Jack’s fair face grew almost stern.
“I will never go to her,” he said with more decision than could have been expected from his years.
“Make no rash vows, my boy,” said Ronald. “But as regards your appearance at this marriage it is not necessary; I think you are right not to go.”
“I would not go if they dragged me with ropes through the sea from Dublin Bay to Calais,” said Jack; “and up the Seine,” he added with a geographical afterthought.
“She killed him, and she has forgotten him,” thought her son as he went out with his dogs into the bare March avenues of the park. Jack did not forget.
So it came to pass that at the brilliant wedding celebrated at the English and German embassies, and attended by many great persons of royal and noble families, there was not present either the eldest brother or the eldest son of the lady who became H.S.H. Princess Woffram of Karstein-Lowenthal.
CHAPTER XLVI.
In the following autumn Margaret Massarene caught cold. It was a slight ailment at first, and if she had been the woman she had been in North Dakota she would have soon thrown off the chill. But she had experienced in her own person the perils with which she had once said her William was menaced—her love of the good things of the table had affected her liver and her digestive organs. She had never stinted herself, as she had expressed it; indeed, she had overeaten herself continually ever since that first wondrous day when her man had said to her: “The pile’s made, old woman; we’ll go home and spend it.”
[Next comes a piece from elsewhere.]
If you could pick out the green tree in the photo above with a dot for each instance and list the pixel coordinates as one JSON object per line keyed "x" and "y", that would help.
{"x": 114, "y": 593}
All the guinea-fowls, and pheasants, and oysters, and turtle, and anchovies, and capons, and grouse, and prawns, and whitebait which had been immolated on the altar of her appetite, had their posthumous vengeance. Richemont, who had loathed her, had helped with his exquisite inventions to hasten her undoing. She was naturally very strong and of good constitution, but the incessant eating which prevails in England, and which kills nine-tenths of its gentle people, had been too much for her. Annual visits to German baths, to Carlsbad, and to Vichy had warded off the evil, but could not wholly avert it. When she got cold, the over-tasked liver and the failing gastric juices struck work; the lungs were already feeble; and before a month was over, after she had felt a chill as she came from church, she was declared by her attendant physicians to be beyond their aid.
She had always been a meek and patient woman, accepting whatever came to her, the bitter with the sweet, and she did not rebel now, though the loss of life was hard to her.